Par ces centaines de rencontres, j’ai appris la musique, découvert la peinture, la politique. J’ai été payé pour apprendre et rencontrer des individus rares dont certains sont devenus des amis, honteux n’est-ce pas?!
Vous passez à la réalisation pour faire partager votre amour de l’art et des artistes. Comment choisissez-vous les thèmes et sujets de vos documentaires?
Vous savez, faire des émissions de radio ou de télévision, réaliser des films, prendre des photos ou écrire des livres, c’est la même chose : c’est raconter des histoires, montrer aux hommes ce qu’ils sont capables de faire de beau et de grand, de construire. On montre tellement plus ceux qui détruisent, abîment, c’est décourageant. Je préfère faire découvrir, raconter, mettre en évidence, celles et ceux qui embellissent nos vies, les nourrissent, nous grandissent.
Les dix films que j’ai réalisés grâce à France télévisions ont montré, raconté, le sculpteur Rodin ou le peintre Courbet, la chanteuse Françoise Hardy…mais aussi des tas «d’Arts-moureux» comme je le suis. Réaliser permet d’être entouré d’artistes, d’artisans talentueux du compositeur à la cheffe opératrice ou la monteuse. Bref, je suis dingue du talent des autres, dès que je peux je les raconte, les mets en valeur. Sans le talent des autres, je me rétrécis, la vie devient fade.
Votre dernier ouvrage «Avec Elle» publié chez Plon est un récit intime, qui raconte votre histoire d’amitié avec l’une des chanteuses françaises les plus populaires, Véronique Sanson. Est-ce un hommage que vous avez voulu lui rendre?
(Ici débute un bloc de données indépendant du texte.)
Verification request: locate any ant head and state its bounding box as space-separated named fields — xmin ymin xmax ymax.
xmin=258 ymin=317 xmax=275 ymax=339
Dans la notion d’hommage, il y a quelque chose de déférent et d’un peu morbide. Si on parlait simplement d’amour. Véronique Sanson est une femme que j’aime viscéralement. Elle est un mélange de force et de fragilité, de volonté et de doute. C’est une fille bien, téméraire, intègre, entière, cultivée, engagée et drôle comme une gamine de 15 ans. Grandir ne l’a pas conduit à être vieille, ni endormie, ni dénuée de rages et de révoltes. Elle est facétieuse. Je m’y retrouve un peu pour être honnête.
Le livre est une façon de la raconter à travers un journal intime qui relate une relation merveilleuse de trente ans. Il faut dire de leur vivant aux gens qu’on aime, qu’on les aime. Depuis sa publication chez Plon puis la version poche chez J’ai lu, ce livre m’a conduit à des rencontres incroyables avec ses fans. C’est d’eux que sont venus les mots les plus beaux et encourageants quant à continuer d’écrire. Du coup un autre livre en ce moment agite mes nuits et mes jours. Quelle galère que d’écrire. Tant de solitude. C’est paradoxal quand on fait depuis longtemps tant de choses pour et avec les autres…
Vous vous définissez comme «un militant pour la culture» qu’est -ce que cela signifie?
Être un militant pour la culture, c’est organiser sa vie pour elle, respirer sa vie pour elle et transmettre par tous les moyens possibles le message que la culture sauve de la barbarie, évite le tout consumérisme accablant et permet à chacun de s’épanouir. Si chacun s’épanouit, s’ouvre aux autres par la culture, comprend les autres cultures par leur connaissance, cela devrait diminuer la haine et faciliter le vivre ensemble.
Quels sont vos projets pour cette nouvelle année?
Comme vous l’avez compris j’écris, et bien entendu dans ce nouveau récit, la culture joue un rôle essentiel entre deux personnes qui ne se seraient jamais rencontrées sans elle, mais chut… Je viens également de proposer trois films et une idée de magazine à France télévisions et à ARTE. Et qui dit que la radio ne va pas refaire un petit tour dans ma vie… Et le projet de ne rien faire me tente. Ne rien faire sauf voyager, apprendre, aller voir des expos, des films, des spectacles et lire. Oui, j’aimerais avoir comme projet d’arriver à ne rien faire, ne serait-ce qu’un jour. Rires!